According to the Charles Darwin Foundation (CDF), a scientific organization based in Santa Cruz, current rates of growth in the tourism industry seems to be following a "boom-and-bust" pattern, putting both Galapagos' ecosystem and economy in grave danger. To avert the crisis, CDF looks to get island residents involved in the tourism. In July 2007, after UNESCO placed Galapagos on its list of World Heritage Sites in Danger, CDF Executive Director Graham Watkins emphasized the role of local, family-owned businesses in promoting conservation.
"This island culture must prevail over the existing frontier culture that does not recognize such limits and the need for sustainability," Watkins wrote on the group's website. " It is our fervent hope that we can create a truly sustainable society that cares for these islands ."

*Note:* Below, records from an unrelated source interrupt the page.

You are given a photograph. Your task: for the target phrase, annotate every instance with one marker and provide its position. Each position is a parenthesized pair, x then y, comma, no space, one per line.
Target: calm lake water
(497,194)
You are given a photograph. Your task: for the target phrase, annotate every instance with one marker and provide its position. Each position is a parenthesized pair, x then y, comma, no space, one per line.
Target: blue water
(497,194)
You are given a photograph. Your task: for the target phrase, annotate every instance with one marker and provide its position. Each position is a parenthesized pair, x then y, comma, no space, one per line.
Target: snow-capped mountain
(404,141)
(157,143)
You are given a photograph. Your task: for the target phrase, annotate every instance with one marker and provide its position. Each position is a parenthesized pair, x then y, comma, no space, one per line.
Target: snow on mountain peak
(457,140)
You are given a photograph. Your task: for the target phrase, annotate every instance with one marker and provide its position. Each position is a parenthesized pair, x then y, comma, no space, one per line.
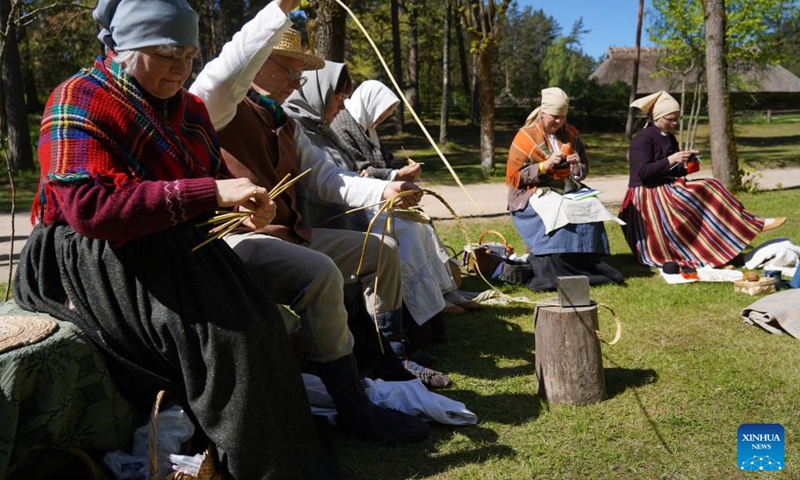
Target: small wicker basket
(763,286)
(484,258)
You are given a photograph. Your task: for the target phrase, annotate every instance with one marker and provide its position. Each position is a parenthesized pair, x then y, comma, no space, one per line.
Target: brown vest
(255,149)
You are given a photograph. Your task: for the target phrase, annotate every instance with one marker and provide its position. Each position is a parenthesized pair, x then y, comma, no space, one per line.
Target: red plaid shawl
(97,126)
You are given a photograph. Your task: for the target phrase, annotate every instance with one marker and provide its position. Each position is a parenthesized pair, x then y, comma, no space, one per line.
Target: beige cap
(657,104)
(292,46)
(554,101)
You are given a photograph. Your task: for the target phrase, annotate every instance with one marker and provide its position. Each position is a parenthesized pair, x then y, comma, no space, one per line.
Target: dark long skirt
(574,249)
(191,322)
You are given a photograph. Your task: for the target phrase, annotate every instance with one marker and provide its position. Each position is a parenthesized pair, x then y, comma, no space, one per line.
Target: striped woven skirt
(693,223)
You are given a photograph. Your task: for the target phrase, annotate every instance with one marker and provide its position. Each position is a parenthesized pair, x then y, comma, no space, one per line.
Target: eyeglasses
(291,75)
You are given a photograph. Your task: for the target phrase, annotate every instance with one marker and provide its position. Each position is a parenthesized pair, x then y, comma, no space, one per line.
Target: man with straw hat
(299,267)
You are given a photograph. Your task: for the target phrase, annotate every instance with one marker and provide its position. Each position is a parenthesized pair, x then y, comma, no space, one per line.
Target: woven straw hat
(20,330)
(292,46)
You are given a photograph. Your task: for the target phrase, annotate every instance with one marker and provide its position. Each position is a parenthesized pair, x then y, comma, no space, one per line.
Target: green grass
(685,374)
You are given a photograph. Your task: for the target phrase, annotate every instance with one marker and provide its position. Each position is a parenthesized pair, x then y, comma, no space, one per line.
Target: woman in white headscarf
(669,218)
(548,157)
(355,128)
(314,106)
(355,131)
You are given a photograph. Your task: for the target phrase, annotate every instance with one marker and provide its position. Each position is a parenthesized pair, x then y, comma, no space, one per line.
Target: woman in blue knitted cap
(130,168)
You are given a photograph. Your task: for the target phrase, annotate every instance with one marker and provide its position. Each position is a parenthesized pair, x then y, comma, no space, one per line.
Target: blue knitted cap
(132,24)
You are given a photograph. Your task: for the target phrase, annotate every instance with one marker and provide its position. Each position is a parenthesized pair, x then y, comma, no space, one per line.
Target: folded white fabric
(556,211)
(704,274)
(783,256)
(409,397)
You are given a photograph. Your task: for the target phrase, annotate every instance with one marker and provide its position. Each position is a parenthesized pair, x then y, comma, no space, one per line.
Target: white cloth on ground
(776,313)
(783,256)
(557,211)
(409,397)
(706,273)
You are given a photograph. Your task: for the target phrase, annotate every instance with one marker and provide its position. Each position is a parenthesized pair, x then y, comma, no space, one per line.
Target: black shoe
(356,415)
(377,424)
(424,358)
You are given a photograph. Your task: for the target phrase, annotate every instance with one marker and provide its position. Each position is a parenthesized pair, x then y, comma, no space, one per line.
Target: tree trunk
(724,158)
(462,60)
(412,92)
(397,65)
(569,362)
(475,115)
(445,114)
(12,97)
(486,96)
(635,75)
(326,29)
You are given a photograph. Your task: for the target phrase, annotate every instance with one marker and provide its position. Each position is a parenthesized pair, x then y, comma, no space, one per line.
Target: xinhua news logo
(761,447)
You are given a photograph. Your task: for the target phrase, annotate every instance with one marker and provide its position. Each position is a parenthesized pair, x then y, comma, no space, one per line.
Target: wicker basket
(762,286)
(484,258)
(207,469)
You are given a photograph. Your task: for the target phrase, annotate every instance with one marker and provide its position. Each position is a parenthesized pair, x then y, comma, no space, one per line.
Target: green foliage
(521,49)
(678,26)
(565,65)
(57,43)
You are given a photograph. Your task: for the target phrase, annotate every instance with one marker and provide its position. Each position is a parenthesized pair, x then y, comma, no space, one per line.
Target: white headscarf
(368,102)
(554,101)
(657,104)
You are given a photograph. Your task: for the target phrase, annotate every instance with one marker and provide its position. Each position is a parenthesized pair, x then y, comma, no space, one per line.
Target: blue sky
(612,22)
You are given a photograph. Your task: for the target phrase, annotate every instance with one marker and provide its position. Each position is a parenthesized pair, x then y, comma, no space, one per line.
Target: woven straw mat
(20,330)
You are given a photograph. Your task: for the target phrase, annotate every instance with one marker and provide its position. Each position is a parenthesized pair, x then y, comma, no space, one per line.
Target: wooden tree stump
(569,366)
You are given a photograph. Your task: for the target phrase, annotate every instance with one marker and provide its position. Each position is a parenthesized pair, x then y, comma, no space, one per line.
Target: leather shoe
(773,223)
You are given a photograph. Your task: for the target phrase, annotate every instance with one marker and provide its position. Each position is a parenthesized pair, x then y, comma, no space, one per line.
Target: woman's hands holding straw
(243,192)
(410,172)
(256,208)
(407,199)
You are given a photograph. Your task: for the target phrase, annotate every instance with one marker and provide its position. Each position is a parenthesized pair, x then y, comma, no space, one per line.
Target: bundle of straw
(226,222)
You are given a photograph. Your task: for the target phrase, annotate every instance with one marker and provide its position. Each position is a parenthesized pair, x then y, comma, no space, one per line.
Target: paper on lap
(556,210)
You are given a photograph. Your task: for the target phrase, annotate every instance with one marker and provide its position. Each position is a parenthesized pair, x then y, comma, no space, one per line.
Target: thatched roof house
(773,87)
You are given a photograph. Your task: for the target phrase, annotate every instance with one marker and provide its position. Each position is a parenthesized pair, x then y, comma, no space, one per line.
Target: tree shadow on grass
(626,263)
(418,460)
(484,345)
(477,444)
(620,379)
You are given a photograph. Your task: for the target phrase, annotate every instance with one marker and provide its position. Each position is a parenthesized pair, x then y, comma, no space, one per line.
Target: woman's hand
(409,173)
(249,196)
(681,157)
(287,5)
(406,201)
(553,160)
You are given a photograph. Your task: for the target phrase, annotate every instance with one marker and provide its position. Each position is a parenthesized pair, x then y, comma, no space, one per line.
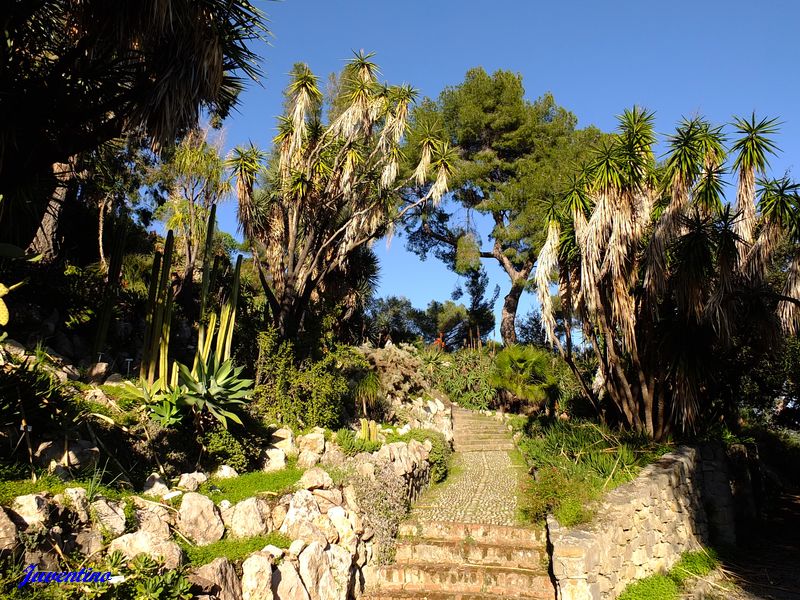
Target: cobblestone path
(484,483)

A two hour boat trip away, sleepy Floreana Island offers both a glimpse into Galapagos' past and a showcase of what the islands still have to lose. The highlands of Floreana were once a hideout for pirates, who took advantage of the island's supply of fresh water and convenient lookouts to keep watch for enemy vessels. Later, the island would become home to one of the first families to settle in Galapagos, the Wittmers.
When Heinrich, Margaret and Harry Wittmer arrived from Germany in 1932, they found themselves in a challenging new world. There were no stores, no post offices, no cruise ships puttering from island to island. Their chosen life was the garua rainy season, a wooden house in the shadow of the mountains and the impossibly vast, blue stretch of the sea. Their home, now a hotel, still has an aura of pioneer sturdiness around it. Above one door, a sign in German reminds passerby "God helps those that help themselves!"
Back on the boat, we followed Floreana's coast to a small cove, where we donned snorkeling gear and slipped beneath the surface. Only a few minutes in, I did a double take when I spied a mountain of manta rays in the shallows. I counted 21 of the flat, heavy-lidded fish heaped one on top of another. A quick tally by the guide came up with 25. As I gaped, a pair of white-tipped sharks emerged from a grotto and swam a few circuits before retreating back into the darkness.
On the way back to the boat, the guide paused to dive down, resurfacing a moment later with a sea cucumber in his hand. Snorkelers immediately clustered around him, passing around the sea cucumber and stroking its nubby hide. When the guide noticed me treading water at the edge of the circle, he held out the spiny orange critter to me and asked if I wanted to touch it. I shook my head no.